The Greeks had a word for what happens when power goes unchecked: hubris. The pattern in their tragedies is always the same — a leader, swollen with success, decides the rules no longer apply to him. These men were not intrinsically evil; their gifts fueled their overreach while the chorus watched the collapse. Looking at America’s billionaire class and its executive branch today, the warnings from antiquity have never felt more urgent.
When Success Becomes a License to Rule
We are living through an era in which a small number of individuals have accumulated influence that rivals or exceeds that of sovereign governments. Think billionaires who control vast technology platforms, media empires, and financial networks. At the same time, presidential authority has expanded to a degree that would have alarmed the framers of the American Constitution. With increasing overlap between both, the result is a special kind of arrogance: the conviction that personal wealth or political office confers not just power but infallible wisdom. This is hubris in the age of algorithms and executive orders.

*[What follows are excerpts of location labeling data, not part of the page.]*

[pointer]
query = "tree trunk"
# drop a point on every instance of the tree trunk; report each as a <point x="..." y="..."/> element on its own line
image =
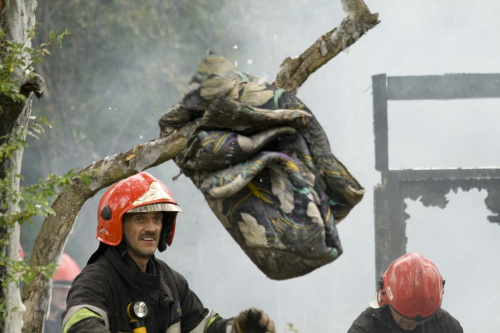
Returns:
<point x="50" y="242"/>
<point x="17" y="17"/>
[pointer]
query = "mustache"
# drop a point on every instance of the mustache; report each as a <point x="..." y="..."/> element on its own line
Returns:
<point x="148" y="234"/>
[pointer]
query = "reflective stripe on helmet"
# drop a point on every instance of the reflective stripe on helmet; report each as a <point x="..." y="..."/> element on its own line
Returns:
<point x="78" y="313"/>
<point x="158" y="207"/>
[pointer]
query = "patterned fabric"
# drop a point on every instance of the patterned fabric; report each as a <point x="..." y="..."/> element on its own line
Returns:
<point x="264" y="165"/>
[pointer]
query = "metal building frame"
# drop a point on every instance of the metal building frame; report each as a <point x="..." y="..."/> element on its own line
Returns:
<point x="430" y="184"/>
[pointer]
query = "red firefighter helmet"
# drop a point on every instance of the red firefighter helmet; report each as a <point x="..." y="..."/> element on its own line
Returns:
<point x="67" y="270"/>
<point x="138" y="193"/>
<point x="412" y="286"/>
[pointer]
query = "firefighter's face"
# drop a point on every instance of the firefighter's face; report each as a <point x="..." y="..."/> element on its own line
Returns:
<point x="142" y="233"/>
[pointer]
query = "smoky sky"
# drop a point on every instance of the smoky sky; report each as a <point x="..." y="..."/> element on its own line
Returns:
<point x="413" y="38"/>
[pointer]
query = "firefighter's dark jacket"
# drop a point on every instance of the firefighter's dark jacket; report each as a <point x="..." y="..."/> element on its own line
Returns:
<point x="98" y="298"/>
<point x="380" y="320"/>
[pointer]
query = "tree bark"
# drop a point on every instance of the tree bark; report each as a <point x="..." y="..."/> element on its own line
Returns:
<point x="55" y="230"/>
<point x="17" y="17"/>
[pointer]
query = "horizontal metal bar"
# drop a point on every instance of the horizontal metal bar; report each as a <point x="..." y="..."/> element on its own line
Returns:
<point x="441" y="174"/>
<point x="448" y="86"/>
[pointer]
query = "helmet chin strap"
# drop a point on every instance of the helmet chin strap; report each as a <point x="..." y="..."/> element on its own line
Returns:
<point x="165" y="231"/>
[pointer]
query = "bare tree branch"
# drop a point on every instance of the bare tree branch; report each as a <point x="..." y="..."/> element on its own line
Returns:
<point x="294" y="72"/>
<point x="56" y="229"/>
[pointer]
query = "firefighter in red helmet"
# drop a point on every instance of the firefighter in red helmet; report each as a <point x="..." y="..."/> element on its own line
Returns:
<point x="64" y="276"/>
<point x="409" y="299"/>
<point x="125" y="288"/>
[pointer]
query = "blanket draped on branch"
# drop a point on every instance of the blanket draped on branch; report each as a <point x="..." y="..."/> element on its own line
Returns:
<point x="264" y="165"/>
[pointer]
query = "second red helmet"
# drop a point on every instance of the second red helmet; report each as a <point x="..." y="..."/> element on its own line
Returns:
<point x="412" y="286"/>
<point x="138" y="193"/>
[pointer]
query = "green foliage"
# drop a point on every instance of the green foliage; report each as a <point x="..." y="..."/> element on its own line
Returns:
<point x="33" y="200"/>
<point x="18" y="58"/>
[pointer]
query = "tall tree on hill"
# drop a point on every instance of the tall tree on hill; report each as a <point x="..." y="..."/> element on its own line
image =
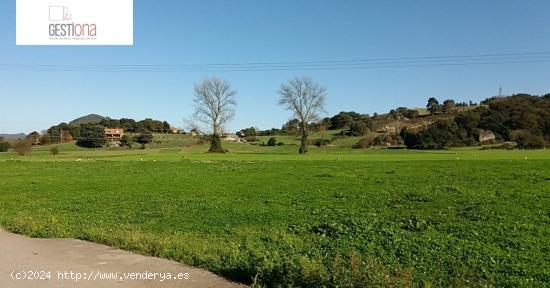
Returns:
<point x="448" y="105"/>
<point x="306" y="99"/>
<point x="433" y="106"/>
<point x="214" y="107"/>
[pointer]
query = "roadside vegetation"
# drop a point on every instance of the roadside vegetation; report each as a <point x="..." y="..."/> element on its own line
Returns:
<point x="380" y="218"/>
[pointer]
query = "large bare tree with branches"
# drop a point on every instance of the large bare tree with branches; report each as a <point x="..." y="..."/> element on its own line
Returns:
<point x="214" y="107"/>
<point x="306" y="99"/>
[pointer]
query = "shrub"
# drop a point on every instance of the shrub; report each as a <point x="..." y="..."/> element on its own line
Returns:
<point x="54" y="150"/>
<point x="527" y="140"/>
<point x="22" y="147"/>
<point x="358" y="129"/>
<point x="272" y="141"/>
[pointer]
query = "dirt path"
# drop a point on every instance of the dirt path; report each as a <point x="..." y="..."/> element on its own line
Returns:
<point x="60" y="257"/>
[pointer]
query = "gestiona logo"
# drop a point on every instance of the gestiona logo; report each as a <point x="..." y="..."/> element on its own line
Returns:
<point x="62" y="26"/>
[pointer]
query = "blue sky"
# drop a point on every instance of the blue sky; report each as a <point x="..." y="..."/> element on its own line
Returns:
<point x="240" y="31"/>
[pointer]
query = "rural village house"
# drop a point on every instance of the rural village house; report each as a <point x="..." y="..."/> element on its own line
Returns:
<point x="113" y="134"/>
<point x="486" y="135"/>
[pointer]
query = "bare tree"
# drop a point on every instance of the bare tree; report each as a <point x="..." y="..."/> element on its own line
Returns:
<point x="306" y="99"/>
<point x="214" y="107"/>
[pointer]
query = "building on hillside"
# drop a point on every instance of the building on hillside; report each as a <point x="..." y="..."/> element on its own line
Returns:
<point x="114" y="134"/>
<point x="175" y="131"/>
<point x="486" y="135"/>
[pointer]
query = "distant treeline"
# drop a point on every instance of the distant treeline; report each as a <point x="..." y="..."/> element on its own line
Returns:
<point x="522" y="118"/>
<point x="66" y="133"/>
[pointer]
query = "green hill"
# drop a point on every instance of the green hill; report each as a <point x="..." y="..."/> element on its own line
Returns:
<point x="88" y="119"/>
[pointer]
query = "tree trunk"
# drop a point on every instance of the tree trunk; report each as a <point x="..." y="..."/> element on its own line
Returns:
<point x="216" y="144"/>
<point x="303" y="144"/>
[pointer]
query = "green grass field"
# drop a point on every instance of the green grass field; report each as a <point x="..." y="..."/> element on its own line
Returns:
<point x="334" y="217"/>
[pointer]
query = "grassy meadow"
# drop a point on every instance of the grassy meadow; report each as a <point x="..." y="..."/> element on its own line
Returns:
<point x="336" y="217"/>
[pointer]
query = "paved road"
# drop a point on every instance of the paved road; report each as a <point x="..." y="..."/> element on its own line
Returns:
<point x="19" y="253"/>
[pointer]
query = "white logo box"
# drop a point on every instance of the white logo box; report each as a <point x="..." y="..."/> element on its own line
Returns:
<point x="113" y="20"/>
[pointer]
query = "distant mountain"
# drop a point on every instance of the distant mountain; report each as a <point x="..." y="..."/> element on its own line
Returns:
<point x="13" y="136"/>
<point x="89" y="119"/>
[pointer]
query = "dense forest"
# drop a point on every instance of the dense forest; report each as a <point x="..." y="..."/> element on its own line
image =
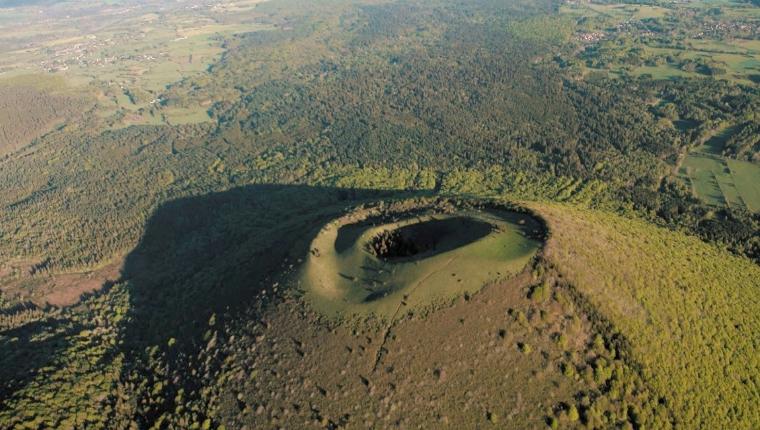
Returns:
<point x="338" y="103"/>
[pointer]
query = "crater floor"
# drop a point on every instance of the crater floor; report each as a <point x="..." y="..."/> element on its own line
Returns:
<point x="383" y="261"/>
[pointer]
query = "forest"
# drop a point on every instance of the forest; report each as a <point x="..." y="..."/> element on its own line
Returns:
<point x="585" y="114"/>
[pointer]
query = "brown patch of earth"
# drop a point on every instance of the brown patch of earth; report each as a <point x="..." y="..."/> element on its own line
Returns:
<point x="19" y="281"/>
<point x="492" y="359"/>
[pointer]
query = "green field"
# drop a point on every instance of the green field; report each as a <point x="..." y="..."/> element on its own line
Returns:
<point x="464" y="251"/>
<point x="721" y="181"/>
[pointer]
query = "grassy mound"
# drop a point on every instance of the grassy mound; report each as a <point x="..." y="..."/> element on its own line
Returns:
<point x="689" y="310"/>
<point x="379" y="259"/>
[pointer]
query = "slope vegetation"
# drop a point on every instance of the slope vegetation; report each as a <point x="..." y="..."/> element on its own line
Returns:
<point x="690" y="310"/>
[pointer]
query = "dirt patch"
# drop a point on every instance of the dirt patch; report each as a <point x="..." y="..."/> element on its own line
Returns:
<point x="19" y="281"/>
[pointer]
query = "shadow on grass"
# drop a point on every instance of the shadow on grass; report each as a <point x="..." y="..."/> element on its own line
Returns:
<point x="213" y="255"/>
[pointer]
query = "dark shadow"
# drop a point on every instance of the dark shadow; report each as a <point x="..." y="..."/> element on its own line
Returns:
<point x="217" y="254"/>
<point x="27" y="349"/>
<point x="426" y="239"/>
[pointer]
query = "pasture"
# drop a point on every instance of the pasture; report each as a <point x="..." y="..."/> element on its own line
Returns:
<point x="383" y="264"/>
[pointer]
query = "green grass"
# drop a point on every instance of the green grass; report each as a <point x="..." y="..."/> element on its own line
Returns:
<point x="180" y="116"/>
<point x="689" y="309"/>
<point x="746" y="177"/>
<point x="722" y="181"/>
<point x="342" y="277"/>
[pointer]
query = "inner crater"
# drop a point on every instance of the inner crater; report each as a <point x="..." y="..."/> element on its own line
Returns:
<point x="426" y="238"/>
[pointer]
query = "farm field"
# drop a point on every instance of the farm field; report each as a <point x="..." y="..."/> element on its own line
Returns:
<point x="338" y="214"/>
<point x="721" y="181"/>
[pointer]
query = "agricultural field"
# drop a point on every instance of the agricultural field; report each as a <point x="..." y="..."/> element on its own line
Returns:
<point x="379" y="213"/>
<point x="721" y="181"/>
<point x="128" y="57"/>
<point x="672" y="40"/>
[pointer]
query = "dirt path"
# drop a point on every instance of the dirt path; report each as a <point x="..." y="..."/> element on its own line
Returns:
<point x="387" y="331"/>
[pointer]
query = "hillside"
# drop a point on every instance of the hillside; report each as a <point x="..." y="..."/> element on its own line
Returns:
<point x="689" y="310"/>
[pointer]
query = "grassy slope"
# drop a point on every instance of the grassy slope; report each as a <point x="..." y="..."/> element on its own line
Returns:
<point x="690" y="310"/>
<point x="342" y="282"/>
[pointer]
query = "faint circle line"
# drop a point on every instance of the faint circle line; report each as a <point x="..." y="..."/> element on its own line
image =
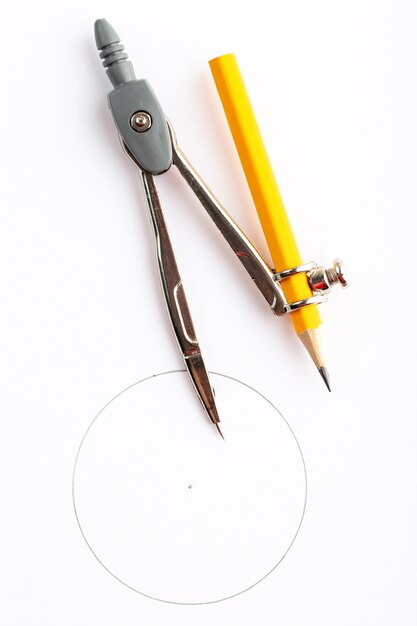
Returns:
<point x="146" y="595"/>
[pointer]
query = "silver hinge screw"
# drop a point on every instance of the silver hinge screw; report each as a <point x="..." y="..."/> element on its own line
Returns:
<point x="140" y="121"/>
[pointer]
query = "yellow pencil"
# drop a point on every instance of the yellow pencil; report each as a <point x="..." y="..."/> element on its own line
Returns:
<point x="267" y="199"/>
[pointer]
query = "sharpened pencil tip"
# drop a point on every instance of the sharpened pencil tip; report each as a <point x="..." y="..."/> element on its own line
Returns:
<point x="218" y="428"/>
<point x="325" y="376"/>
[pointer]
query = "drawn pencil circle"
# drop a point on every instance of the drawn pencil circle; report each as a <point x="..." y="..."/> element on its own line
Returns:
<point x="173" y="512"/>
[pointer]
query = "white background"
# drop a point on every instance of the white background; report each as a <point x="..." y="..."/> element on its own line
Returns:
<point x="334" y="88"/>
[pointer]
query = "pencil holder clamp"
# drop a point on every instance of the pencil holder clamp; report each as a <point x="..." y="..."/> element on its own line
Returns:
<point x="320" y="279"/>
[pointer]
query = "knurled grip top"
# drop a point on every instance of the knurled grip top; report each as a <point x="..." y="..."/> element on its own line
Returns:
<point x="149" y="147"/>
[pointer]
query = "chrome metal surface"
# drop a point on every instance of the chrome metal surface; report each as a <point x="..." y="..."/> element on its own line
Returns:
<point x="178" y="310"/>
<point x="315" y="299"/>
<point x="299" y="269"/>
<point x="322" y="279"/>
<point x="141" y="121"/>
<point x="257" y="268"/>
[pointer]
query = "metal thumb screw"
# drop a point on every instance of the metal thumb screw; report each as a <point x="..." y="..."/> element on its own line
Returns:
<point x="321" y="279"/>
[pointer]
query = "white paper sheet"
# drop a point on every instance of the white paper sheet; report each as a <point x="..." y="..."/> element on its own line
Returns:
<point x="82" y="318"/>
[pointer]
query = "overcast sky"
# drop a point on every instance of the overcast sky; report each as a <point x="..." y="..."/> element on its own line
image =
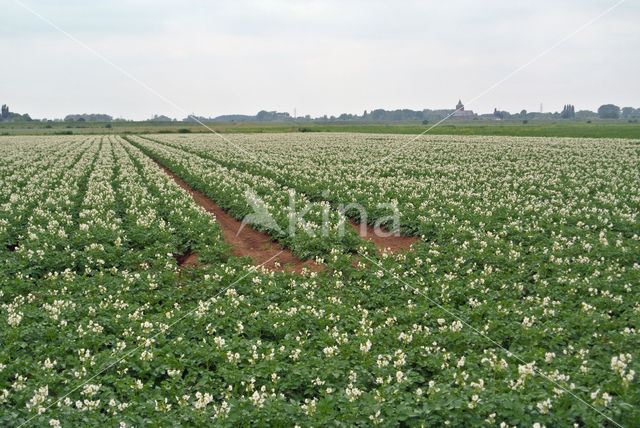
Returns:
<point x="320" y="57"/>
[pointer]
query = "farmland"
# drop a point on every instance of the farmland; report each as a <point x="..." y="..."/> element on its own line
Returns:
<point x="519" y="304"/>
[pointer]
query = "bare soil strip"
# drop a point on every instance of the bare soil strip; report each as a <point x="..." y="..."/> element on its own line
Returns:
<point x="249" y="242"/>
<point x="393" y="243"/>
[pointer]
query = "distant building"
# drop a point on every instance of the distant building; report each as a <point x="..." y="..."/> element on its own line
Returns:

Cicero’s Warning: Process Is Not the Enemy
Cicero, writing in the final tumultuous decades of the Roman Republic, wrote that “We are slaves to the law in order to be free.” It’s profound in its simplicity. Freedom does not come from the absence of constraint; it comes from our willingness to suborn a certain degree of individual will to a broader, shared process. Structures like the law, the constitution, and regulatory frameworks are not obstacles to greatness — and they are not the domain of a shadowy “deep state.” They are the architecture within which greatness can thrive, free from tyranny. Cicero understood this because he watched, in real time, as Rome’s elites began to treat the Republic’s institutions as inconveniences rather than sacred obligations. Julius Caesar did not destroy the Roman Republic with a single act of violence; he destroyed it by systematically treating its processes as mere suggestions.